Wentworth, R-Farwell, made the comments Friday during a virtual event organized by the Detroit Regional Chamber. He appeared to express a desire for bipartisan cooperation, something that has been infrequent in Lansing in recent months.
"When the three branches are at the table negotiating, there are better outcomes for the state of Michigan," Wentworth said, apparently referring to the House, the Senate and the governor's office.
"When it's just two branches or one acting unilaterally, we're not going to have better outcomes," he added.
Republicans currently control the House and Senate.
Wentworth took part in the chamber discussion with the three other leaders of the state Legislature: Senate Majority Leader Mike Shirkey, R-Clarklake, Senate Minority Leader Jim Ananich, D-Flint, and House Minority Leader Donna Lasinski, D-Scio Township.
The event occurred a day after Whitmer unveiled her plan for phasing out restrictions aimed at preventing the spread of COVID-19 as vaccination rates increase. Under her plan, limitations on businesses and gatherings would be gradually lifted as the state moves from 50% of adult residents with the first vaccine dose to 70%.

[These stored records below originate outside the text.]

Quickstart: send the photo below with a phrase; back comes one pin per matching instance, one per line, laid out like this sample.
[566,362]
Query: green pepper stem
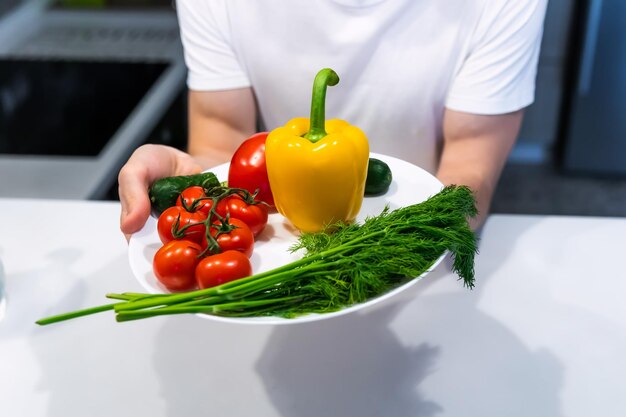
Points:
[324,78]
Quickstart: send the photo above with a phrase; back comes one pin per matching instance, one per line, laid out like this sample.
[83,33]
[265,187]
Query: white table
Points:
[543,333]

Two weeks after 70% of Michigan adults have their first dose, the administration would end the statewide epidemic order on masks and gatherings, according to the plan.
Both Wentworth and Shirkey expressed support for the ideas behind the plan but argued that it needed more details about what happens if the state can't reach the 70% threshold for vaccinations or a vaccine-resistant variant takes hold.
A new variant that the vaccine doesn't protect against could reignite a year-long fight over whether Whitmer's administration should make decisions about responding to the virus unilaterally or negotiate the policies with Republican lawmakers.
"If we were to plateau, what are we going to look at as far as the infection rates and other things to not go backward, to continue to go ahead?" Wentworth asked.
But Lasinski, the Democratic leader of the House, said if the state plateaued with its vaccination rate below 70%, officials would need to work together to share more information about the vaccines.
The debate over how to relax restrictions as vaccination rates increase occurs as lawmakers are also weighing how to allocate billions of dollars that are coming to the state through the American Rescue Plan, a federal stimulus program, passed by Congress in March. The $18 billion haul includes about $5.7 billion to Michigan in flexible relief dollars, $4.4 billion for local communities and $3.9 billion for schools.
Wentworth said he wants Whitmer at the negotiating table when lawmakers, who will appropriate the money, make their decisions.
"At the same time, the Legislature has to be at the table in the path out," Wentworth said. "How are we going to get out of this pandemic? What happens next month or two months or three months if we have a variant or a vaccine-resistant variant?"
Shirkey said his focuses for the money include roads, bridges, water systems, sewer systems, education, access to broadband and business recovery. He specifically highlighted bridges and dams.
"Those are the areas where we have a really difficult time aggregating enough money on an ongoing basis to take care of those," Shirkey said. "They always get Band-Aided."
Lasinski said the buckets Shirkey outlined are "absolutely the priority across our quadrant."
The Senate Democratic leader, Ananich, credited Wentworth and Shirkey for calling for metrics to guide decisions on COVID-19 restrictions, as Whitmer outlined Thursday.
"For a long time, they've been articulating the need for a metric-based system to exit out of these pandemic restrictions, and I think their leadership and their voice on that helped move the governor in this direction," Ananich said.
As of now, about 4 million Michigan residents, about 50% of the adult population, have received at least their initial dose of the COVID-19 vaccine, according to state data.